The MIP formulation becomes

\begin{align} & \text{minimize} && 0 \\ & \text{subject to} && \sum_d \sum_s z_{ijds} = \sigma_{ij} && \forall \, (i, j) \in \text{black squares} \\ & && \text{for every black square $(i, j)$ and direction $d$ left and right:} \\ & && \quad z_{ijd,1} = x_{ijd,1} \\ & && \quad z_{ijds} \leq z_{ijd, s-1} && \forall s \geq 2 \\ & && \quad z_{ijds} \leq x_{ijds} && \forall s \geq 2 \\ & && \quad z_{ijds} \geq x_{ijd, s} + z_{ijd, s-1} - 1 && \forall s \geq 2 \\ & && \text{for every black square $(i, j)$ and direction $d$ up and down:} \\ & && \quad z_{ijd,1} = 1 - x_{ijd,1} \\ & && \quad z_{ijd,s} \leq z_{ijd, s-1} && \forall s \geq 2 \\ & && \quad z_{ijds} \leq 1 - x_{ijds} && \forall s \geq 2 \\ & && \quad z_{ijd, s} \geq z_{ijd, s-1} - x_{ijd, s} && \forall s \geq 2 \\ & && z_{ijds} \in \{0, 1\} && \forall \, (i, j, d, s) \\ & && x_{ij} \in \{0, 1\} && \forall \, (i, j) \in \text{white squares}\\ \end{align}

In the model formulation I chose to use pseudocode for loops instead of relying even more on indices. The problem data \(\sigma_{ij}\) are the entries in the black squares given in the problem instance. The solution to this particular problem instance is given below, and was found in a few milliseconds. The problem instance has \(181\) variables and \(311\) constraints, and the solution is given in plaintext as:

4 - 5 - - 8 - -
| | | 1 | | | 1
| 1 | | | | | |
| - - - 5 | | 2
8 - - - - | | |
| | 3 - - - 8 -
5 - - - 7 - - -
| - 2 - | 2 - -

Summary

We have solved all three Sudoku variants by formulating them as MIPs. The optimization models will solve any problem instance, not just these particular problems.
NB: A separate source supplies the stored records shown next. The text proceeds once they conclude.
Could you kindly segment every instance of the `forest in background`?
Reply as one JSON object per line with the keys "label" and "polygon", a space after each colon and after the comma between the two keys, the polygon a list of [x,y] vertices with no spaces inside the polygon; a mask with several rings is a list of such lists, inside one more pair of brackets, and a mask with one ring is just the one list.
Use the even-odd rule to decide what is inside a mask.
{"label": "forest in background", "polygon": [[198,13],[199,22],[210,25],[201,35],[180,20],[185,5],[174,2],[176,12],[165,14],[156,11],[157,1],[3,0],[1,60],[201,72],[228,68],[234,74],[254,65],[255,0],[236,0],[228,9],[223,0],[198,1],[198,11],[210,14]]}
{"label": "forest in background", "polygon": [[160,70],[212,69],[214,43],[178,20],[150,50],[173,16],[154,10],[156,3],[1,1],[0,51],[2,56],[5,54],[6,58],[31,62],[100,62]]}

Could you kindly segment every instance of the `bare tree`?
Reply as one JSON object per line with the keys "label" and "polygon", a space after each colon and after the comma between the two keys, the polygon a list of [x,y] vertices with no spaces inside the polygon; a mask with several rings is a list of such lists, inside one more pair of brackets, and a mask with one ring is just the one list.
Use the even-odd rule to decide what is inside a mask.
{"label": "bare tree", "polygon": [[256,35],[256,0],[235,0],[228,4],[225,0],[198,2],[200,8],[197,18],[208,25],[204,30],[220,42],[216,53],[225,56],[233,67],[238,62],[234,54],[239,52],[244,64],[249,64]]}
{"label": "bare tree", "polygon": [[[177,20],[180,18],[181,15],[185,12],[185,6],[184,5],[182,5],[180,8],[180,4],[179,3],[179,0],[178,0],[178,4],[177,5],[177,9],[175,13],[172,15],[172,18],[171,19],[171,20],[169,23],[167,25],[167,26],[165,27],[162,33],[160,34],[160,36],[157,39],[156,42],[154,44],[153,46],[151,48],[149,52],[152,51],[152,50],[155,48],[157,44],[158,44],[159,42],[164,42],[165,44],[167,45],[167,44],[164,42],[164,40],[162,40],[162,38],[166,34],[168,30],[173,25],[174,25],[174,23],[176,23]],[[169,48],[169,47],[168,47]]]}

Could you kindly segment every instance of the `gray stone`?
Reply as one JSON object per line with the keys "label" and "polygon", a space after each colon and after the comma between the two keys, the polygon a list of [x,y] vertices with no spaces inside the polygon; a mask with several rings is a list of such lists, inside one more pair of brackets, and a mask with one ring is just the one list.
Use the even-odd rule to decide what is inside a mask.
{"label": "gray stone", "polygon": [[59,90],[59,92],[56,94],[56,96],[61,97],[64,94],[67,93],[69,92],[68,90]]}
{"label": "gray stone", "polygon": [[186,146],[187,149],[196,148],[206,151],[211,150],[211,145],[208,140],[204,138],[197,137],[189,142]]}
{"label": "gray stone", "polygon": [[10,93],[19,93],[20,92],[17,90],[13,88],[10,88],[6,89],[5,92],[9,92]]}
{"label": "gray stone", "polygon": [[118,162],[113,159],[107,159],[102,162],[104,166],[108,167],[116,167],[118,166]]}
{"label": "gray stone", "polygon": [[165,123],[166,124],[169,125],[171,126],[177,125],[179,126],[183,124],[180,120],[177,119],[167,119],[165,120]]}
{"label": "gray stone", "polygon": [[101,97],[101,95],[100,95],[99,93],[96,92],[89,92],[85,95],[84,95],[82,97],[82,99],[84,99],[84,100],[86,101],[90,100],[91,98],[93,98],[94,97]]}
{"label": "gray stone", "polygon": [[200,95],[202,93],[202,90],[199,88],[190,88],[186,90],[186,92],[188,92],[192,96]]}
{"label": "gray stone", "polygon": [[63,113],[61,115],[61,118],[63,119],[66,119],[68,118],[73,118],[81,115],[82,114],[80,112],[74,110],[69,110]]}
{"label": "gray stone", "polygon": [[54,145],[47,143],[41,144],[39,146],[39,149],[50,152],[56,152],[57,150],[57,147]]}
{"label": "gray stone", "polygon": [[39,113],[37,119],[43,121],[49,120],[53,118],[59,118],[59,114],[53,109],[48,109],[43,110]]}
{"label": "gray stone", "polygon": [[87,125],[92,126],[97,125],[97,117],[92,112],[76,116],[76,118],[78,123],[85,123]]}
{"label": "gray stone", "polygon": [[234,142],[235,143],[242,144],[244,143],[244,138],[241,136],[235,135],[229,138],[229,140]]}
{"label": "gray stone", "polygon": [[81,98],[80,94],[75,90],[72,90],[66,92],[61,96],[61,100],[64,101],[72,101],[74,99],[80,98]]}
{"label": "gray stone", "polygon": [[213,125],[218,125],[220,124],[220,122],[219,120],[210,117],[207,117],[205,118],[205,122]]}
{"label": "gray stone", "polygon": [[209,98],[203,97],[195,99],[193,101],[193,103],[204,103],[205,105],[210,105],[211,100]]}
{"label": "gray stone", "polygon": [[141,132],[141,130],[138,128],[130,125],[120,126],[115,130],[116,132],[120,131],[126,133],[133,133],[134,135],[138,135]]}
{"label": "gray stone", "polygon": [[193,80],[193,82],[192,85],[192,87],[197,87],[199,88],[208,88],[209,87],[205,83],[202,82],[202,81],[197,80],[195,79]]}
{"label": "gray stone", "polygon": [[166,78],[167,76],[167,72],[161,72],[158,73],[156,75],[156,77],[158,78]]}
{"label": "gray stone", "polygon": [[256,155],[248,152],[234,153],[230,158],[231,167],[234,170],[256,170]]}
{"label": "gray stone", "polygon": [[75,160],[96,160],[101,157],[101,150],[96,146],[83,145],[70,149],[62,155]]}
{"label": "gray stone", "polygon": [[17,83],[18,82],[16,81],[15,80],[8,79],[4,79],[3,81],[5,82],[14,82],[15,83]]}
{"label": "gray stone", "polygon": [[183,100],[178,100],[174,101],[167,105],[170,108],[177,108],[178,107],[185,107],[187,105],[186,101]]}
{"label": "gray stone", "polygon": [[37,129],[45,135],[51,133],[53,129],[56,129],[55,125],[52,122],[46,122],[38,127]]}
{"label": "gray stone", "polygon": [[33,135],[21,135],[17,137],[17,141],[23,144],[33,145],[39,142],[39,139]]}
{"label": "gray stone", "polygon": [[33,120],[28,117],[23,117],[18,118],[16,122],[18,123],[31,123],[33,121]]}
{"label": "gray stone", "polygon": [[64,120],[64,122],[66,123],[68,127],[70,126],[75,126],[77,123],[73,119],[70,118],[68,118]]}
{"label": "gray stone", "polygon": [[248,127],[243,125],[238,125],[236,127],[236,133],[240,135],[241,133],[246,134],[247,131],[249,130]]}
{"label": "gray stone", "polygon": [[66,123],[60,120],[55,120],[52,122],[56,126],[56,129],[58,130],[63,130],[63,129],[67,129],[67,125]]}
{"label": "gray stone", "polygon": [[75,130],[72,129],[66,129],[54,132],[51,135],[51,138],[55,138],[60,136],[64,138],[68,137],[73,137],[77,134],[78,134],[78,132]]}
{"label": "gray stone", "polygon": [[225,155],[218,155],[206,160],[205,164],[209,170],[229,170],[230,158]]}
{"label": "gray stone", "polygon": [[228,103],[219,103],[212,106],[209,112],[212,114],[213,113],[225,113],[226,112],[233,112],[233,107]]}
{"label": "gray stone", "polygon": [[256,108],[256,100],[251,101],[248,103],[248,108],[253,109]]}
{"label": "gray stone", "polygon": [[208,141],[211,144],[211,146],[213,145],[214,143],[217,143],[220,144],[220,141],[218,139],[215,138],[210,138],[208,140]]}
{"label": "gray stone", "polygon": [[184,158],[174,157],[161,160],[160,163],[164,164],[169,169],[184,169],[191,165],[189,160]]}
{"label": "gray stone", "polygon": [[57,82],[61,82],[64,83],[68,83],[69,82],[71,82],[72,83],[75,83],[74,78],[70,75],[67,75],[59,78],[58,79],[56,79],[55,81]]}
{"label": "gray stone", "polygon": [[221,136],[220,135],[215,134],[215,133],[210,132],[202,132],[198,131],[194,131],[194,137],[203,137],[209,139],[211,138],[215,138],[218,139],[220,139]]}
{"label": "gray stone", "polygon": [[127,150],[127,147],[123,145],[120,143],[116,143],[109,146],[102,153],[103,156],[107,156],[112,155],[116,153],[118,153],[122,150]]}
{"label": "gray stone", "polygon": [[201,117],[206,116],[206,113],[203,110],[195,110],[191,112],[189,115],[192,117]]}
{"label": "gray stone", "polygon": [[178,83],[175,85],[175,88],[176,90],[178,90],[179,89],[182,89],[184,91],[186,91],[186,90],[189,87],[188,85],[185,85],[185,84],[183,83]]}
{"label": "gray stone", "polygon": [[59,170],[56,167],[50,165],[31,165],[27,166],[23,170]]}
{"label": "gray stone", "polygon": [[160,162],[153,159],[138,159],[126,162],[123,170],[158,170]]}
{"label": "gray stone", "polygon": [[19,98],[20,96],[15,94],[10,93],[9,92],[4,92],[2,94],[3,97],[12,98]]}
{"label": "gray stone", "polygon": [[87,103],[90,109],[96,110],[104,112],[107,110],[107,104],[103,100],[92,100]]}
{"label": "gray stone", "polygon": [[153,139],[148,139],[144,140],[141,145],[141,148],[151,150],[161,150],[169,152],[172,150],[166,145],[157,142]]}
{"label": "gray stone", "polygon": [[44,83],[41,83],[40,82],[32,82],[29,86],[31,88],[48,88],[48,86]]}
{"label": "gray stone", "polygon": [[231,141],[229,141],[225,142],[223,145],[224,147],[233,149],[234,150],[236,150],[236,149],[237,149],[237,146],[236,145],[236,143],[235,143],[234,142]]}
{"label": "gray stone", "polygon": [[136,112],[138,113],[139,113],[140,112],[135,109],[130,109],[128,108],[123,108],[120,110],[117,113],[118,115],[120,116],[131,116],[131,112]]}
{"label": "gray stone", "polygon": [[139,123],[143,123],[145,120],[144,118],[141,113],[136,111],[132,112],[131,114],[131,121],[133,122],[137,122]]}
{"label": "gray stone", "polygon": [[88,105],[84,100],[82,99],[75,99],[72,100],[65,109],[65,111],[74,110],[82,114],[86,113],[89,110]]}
The primary advantage of this approach is that no custom algorithms are required – we simply give the model and problem data to a solver, and the solver will make quick work of the problem. This is simple, correct and practical. It also illustrates why problem generalization (and in particular optimization solvers) is so valuable in applied mathematics – when a solver for an abstract problem is available, we can solve a wide range of concrete practical problems.